Earlier today, in response to the violent detention of California Senator Alex Padilla for the sin of asking an intemperate question of DHS Secretary Kristi Noem, someone quipped that "We have entered the 'caning of Charles Sumner' stage of historical parallels."
I've been thinking of antebellum precedents myself recently, albeit in response to a different issue: the new propensity of ICE and other federal police agencies to refuse to clearly identify themselves before purporting to make immigration-related arrests, and the corresponding rise in "ICE impersonator" events where criminals and scammers impersonate the agency to victimize vulnerable communities. What we are seeing, again and again, are police actions that to an immediate observer look indistinguishable from a kidnapping, abduction, or carjacking. On the one hand, this indistinguishability heightens Americans' vulnerability to violent crime; on the other hand, the adoption of these thuggish tactics by the police is itself rightly seen as an attempt to leverage terror against the population. Responsible states and cities should not cooperate in this project, and indeed they should take whatever steps they can to resist it.
In the antebellum era, many northern states passed "Personal Liberty Laws" to blunt the effect of a different exercise of state-sponsored abductions: the Fugitive Slave Act.
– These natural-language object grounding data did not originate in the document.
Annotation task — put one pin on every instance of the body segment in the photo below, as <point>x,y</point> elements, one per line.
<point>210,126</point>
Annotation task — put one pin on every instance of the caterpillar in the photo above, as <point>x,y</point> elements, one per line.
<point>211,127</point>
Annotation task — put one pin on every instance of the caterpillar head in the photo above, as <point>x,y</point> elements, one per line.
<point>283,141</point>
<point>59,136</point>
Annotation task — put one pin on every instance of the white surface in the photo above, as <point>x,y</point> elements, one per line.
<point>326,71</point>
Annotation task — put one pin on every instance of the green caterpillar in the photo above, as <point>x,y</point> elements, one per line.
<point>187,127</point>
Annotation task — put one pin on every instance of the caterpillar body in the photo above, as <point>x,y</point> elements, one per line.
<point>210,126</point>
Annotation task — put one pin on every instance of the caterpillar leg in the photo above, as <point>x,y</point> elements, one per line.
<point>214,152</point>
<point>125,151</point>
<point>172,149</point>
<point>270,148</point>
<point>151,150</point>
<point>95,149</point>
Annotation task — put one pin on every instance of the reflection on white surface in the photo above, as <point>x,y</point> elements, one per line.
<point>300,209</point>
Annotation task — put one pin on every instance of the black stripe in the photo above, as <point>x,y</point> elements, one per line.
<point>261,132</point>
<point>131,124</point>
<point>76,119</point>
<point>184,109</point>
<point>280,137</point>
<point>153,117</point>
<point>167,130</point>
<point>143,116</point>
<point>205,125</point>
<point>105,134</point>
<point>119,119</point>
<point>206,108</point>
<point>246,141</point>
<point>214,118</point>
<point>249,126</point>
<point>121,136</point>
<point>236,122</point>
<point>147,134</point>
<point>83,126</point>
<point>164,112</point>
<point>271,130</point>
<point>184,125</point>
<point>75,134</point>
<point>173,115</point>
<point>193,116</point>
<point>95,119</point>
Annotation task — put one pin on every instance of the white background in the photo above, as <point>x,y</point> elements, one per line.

My proposal is for a new "Personal Liberty Law", that takes the form of directing how state and local police should respond* if they witness what appears to be a kidnapping, abduction, or the like. In essence, the policy should be as follows:
- Where the police witness what appears to be an abduction, they should assume it is an unlawful abduction and respond accordingly (including with use of appropriate force) unless they have actual knowledge that the detention is occurring under lawful authority (i.e., is an actual police operation).
- "Actual knowledge" can include advance knowledge (in cases of coordination), or conspicuous display of law enforcement identification (such as a badge, or the use of marked police vehicles).
- "Actual knowledge" does not include mere verbal or written declarations (including clothing labels) that the putative kidnapper is a member of any particular police agency, as such declarations are too easily fabricated.